Today, I have to begin an essay for my university course, based on the books ‘Harry Potter and the Philosopher’s stone’, ‘Tom’s midnight garden’ and ‘Roll of thunder, hear my cry’ – it may take a while as I have so much to say. Tomorrow my plan is simple – to write all day.

And finally - tonight, I am going to the theatre to see Agatha Christie’s ‘The Mousetrap’ which is celebrating 60 years of staging and performance. I’ve looked forward to it all week, regular followers know Christie is one of my guilty pleasures; I love nothing more than curling up with one of her crime novels.

A huge hello to my overseas followers, your visits out number my British followers three fold each week – so thank you for taking the time to read my humble postings. I’ve been a little quiet on Twitter recently but promise to step up my tweets at @odwyer_author – enjoy!

Saturday, 2 February 2013

The selfish giant, snobbery and research

Afternoon folks, I’ve just arrived back from a university tutorial where we discussed the importance of place in relation to Pearce’s ‘Tom’s Midnight Garden’, Hodgson Burnett’s ‘The Secret Garden’ and Ramsone’s ‘Swallows and Amazons’. Today, I’ve come away giggling at how snobbish and opinionated some can be regards literature. I am studying children’s literature so have had to reread many of the classics, which has been a delight, but every tutorial the same few students make fools of themselves by trying to convince the rest of us that their ‘high brow opinion’ is the only opinion to be reasonably upheld. No. I will argue for Blyton, Dahl, Pearce, Rowling and Pullman in just the same way that I will argue for Dickens, Stevenson, Aulcot, Bronte and Swift. Each author crafted the book that they wished, or were able, to create in their era – I’m sure they didn’t try to preempt your closed mind in relation to their setting, language, plot line and characters. It seem to be fashionable to be the person who disagrees with anything pleasurable to come out of children’s literature. Enjoy it for what it is, a children’s book. I personally, just take delight if a child has a book open and is reading – don’t lecture them on that too.

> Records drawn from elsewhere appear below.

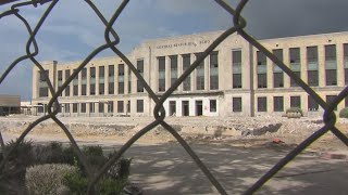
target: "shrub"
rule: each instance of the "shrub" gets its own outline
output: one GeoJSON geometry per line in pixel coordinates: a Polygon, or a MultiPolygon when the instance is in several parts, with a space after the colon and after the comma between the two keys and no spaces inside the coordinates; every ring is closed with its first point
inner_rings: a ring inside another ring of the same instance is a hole
{"type": "Polygon", "coordinates": [[[299,113],[299,114],[301,114],[301,116],[303,116],[303,112],[302,112],[302,109],[299,108],[299,107],[290,107],[290,108],[287,108],[285,113],[286,113],[286,114],[289,114],[289,113],[299,113]]]}
{"type": "Polygon", "coordinates": [[[66,173],[62,183],[69,187],[71,194],[87,194],[88,180],[79,171],[66,173]]]}
{"type": "Polygon", "coordinates": [[[348,107],[340,109],[339,118],[348,118],[348,107]]]}
{"type": "Polygon", "coordinates": [[[77,168],[64,164],[37,165],[27,169],[25,184],[29,194],[47,195],[57,194],[59,191],[63,193],[63,178],[71,172],[77,172],[77,168]]]}

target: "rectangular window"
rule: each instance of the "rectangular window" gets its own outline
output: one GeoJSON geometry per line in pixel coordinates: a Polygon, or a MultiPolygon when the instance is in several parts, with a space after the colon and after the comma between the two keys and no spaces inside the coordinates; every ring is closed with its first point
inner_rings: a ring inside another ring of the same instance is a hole
{"type": "Polygon", "coordinates": [[[124,64],[119,64],[119,94],[124,94],[124,64]]]}
{"type": "Polygon", "coordinates": [[[274,112],[284,112],[284,98],[283,96],[274,96],[273,98],[273,108],[274,108],[274,112]]]}
{"type": "Polygon", "coordinates": [[[77,109],[78,109],[78,104],[73,103],[73,113],[77,113],[77,109]]]}
{"type": "Polygon", "coordinates": [[[171,55],[171,84],[177,79],[177,55],[171,55]]]}
{"type": "Polygon", "coordinates": [[[216,113],[216,112],[217,112],[216,100],[210,100],[210,113],[216,113]]]}
{"type": "Polygon", "coordinates": [[[268,88],[268,75],[258,74],[258,88],[268,88]]]}
{"type": "Polygon", "coordinates": [[[128,67],[128,93],[132,93],[132,69],[128,67]]]}
{"type": "Polygon", "coordinates": [[[258,112],[268,112],[268,98],[258,98],[258,112]]]}
{"type": "Polygon", "coordinates": [[[170,101],[170,116],[176,115],[176,102],[170,101]]]}
{"type": "Polygon", "coordinates": [[[108,113],[113,113],[113,101],[108,102],[108,113]]]}
{"type": "MultiPolygon", "coordinates": [[[[58,89],[63,84],[63,70],[58,70],[58,89]]],[[[62,93],[60,94],[62,96],[62,93]]]]}
{"type": "Polygon", "coordinates": [[[96,67],[89,68],[89,75],[90,75],[89,94],[95,95],[96,94],[96,67]]]}
{"type": "Polygon", "coordinates": [[[104,103],[99,103],[99,113],[104,113],[104,103]]]}
{"type": "MultiPolygon", "coordinates": [[[[289,49],[289,60],[290,60],[290,69],[297,75],[301,77],[301,57],[300,57],[300,49],[299,48],[290,48],[289,49]]],[[[298,87],[293,78],[290,78],[290,87],[298,87]]]]}
{"type": "Polygon", "coordinates": [[[241,50],[232,51],[232,86],[234,89],[241,88],[241,50]]]}
{"type": "Polygon", "coordinates": [[[144,100],[137,100],[137,113],[144,113],[144,100]]]}
{"type": "MultiPolygon", "coordinates": [[[[75,72],[76,69],[73,70],[73,73],[75,72]]],[[[78,95],[78,74],[73,79],[73,95],[74,96],[78,95]]]]}
{"type": "Polygon", "coordinates": [[[210,54],[210,89],[219,90],[219,52],[213,51],[210,54]]]}
{"type": "Polygon", "coordinates": [[[130,101],[127,102],[127,113],[130,113],[130,101]]]}
{"type": "MultiPolygon", "coordinates": [[[[283,62],[283,50],[276,49],[273,50],[273,54],[283,62]]],[[[284,73],[283,70],[273,63],[273,87],[283,88],[284,87],[284,73]]]]}
{"type": "MultiPolygon", "coordinates": [[[[137,70],[144,77],[144,60],[137,61],[137,70]]],[[[137,80],[137,92],[144,92],[144,86],[139,79],[137,80]]]]}
{"type": "MultiPolygon", "coordinates": [[[[326,103],[332,104],[336,98],[337,95],[326,95],[326,103]]],[[[337,106],[335,107],[334,110],[337,110],[337,106]]]]}
{"type": "Polygon", "coordinates": [[[123,113],[123,101],[117,101],[117,113],[123,113]]]}
{"type": "MultiPolygon", "coordinates": [[[[191,64],[190,54],[183,54],[182,56],[183,56],[183,73],[185,73],[186,69],[188,69],[191,64]]],[[[191,77],[190,75],[188,75],[183,82],[183,91],[190,91],[190,90],[191,90],[191,77]]]]}
{"type": "Polygon", "coordinates": [[[109,65],[109,89],[108,89],[108,94],[114,94],[115,92],[115,67],[114,65],[109,65]]]}
{"type": "Polygon", "coordinates": [[[274,73],[273,74],[273,87],[274,88],[283,88],[284,87],[284,74],[283,73],[274,73]]]}
{"type": "Polygon", "coordinates": [[[290,107],[301,108],[301,96],[290,96],[290,107]]]}
{"type": "MultiPolygon", "coordinates": [[[[195,55],[197,60],[202,53],[196,53],[195,55]]],[[[196,68],[196,90],[204,90],[204,60],[196,68]]]]}
{"type": "Polygon", "coordinates": [[[326,75],[326,86],[337,86],[336,69],[325,69],[325,75],[326,75]]]}
{"type": "Polygon", "coordinates": [[[39,72],[39,98],[48,96],[48,84],[46,77],[49,76],[49,70],[39,72]]]}
{"type": "Polygon", "coordinates": [[[348,43],[344,43],[345,84],[348,86],[348,43]]]}
{"type": "Polygon", "coordinates": [[[257,72],[258,72],[258,88],[268,88],[268,65],[266,57],[261,51],[257,51],[257,72]]]}
{"type": "Polygon", "coordinates": [[[70,104],[64,104],[65,113],[70,113],[70,104]]]}
{"type": "Polygon", "coordinates": [[[325,80],[326,86],[337,86],[336,46],[325,46],[325,80]]]}
{"type": "Polygon", "coordinates": [[[99,94],[104,94],[104,78],[105,68],[104,66],[99,66],[99,94]]]}
{"type": "Polygon", "coordinates": [[[86,103],[80,103],[80,113],[86,113],[86,103]]]}
{"type": "Polygon", "coordinates": [[[89,103],[89,113],[96,113],[95,103],[89,103]]]}
{"type": "Polygon", "coordinates": [[[309,112],[318,112],[319,104],[314,101],[311,95],[308,95],[308,110],[309,112]]]}
{"type": "Polygon", "coordinates": [[[232,110],[234,113],[241,112],[241,98],[233,98],[232,99],[232,110]]]}
{"type": "Polygon", "coordinates": [[[307,47],[307,83],[311,87],[319,86],[318,66],[318,47],[307,47]]]}
{"type": "Polygon", "coordinates": [[[159,91],[165,91],[165,56],[159,56],[159,91]]]}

So, my week has been very quiet - I haven’t had any writers’ meetings. I have literally spent the week studying, mentioned above, or reading Rowling’s ‘The Casual Vacancy’ - which I finished last night. I must say, I enjoyed it. I know a female colleague at work gave up on the book last week as she didn’t like any of the characters and couldn’t stand the grimness of the plot. I agreed with her, I didn’t like the characters either, but I could appreciate that maybe I wasn’t meant to like them. Yes, the subject is grim, but hey I wanted to know what happened to the community. Several times this morning my mind has flicked back through the characters and the ending – I’m satisfied. This was my Christmas read that has taken a lot longer than I had anticipated, but as I mentioned earlier I do have course/study books as well as reading books.

My next reading book is Ness’ ‘The Monster Call’ which won the Carnegie medal for children’s literature. But, my main reading book at the mo has to be… Austen’s ‘Pride and Prejudice’ which celebrated 200 years of publication last Monday, 28th January. I plucked it from the bookcase on Sunday evening in preparation of Monday evening, when I curled beneath a fleece and drifted back to the Georgian era. If you haven’t read it, why not?

I re-watched the film ‘Wilde’ this week, as hubby had never sent it before. In a moment of inspiration I downloaded Wilde’s short stories and discovered that he had written two stories ‘The Happy Prince’ and ‘The selfish giant’, that I remember from my childhood. Both stories were shown in animation form on BBC2 – so I was delighted to discover a little bit of his magic had lodged in my memory.

Writing wise, I have had to spend time researching certain field sports, so have spent my free time in the library. My aim is week is to produce more chapters having had a research week.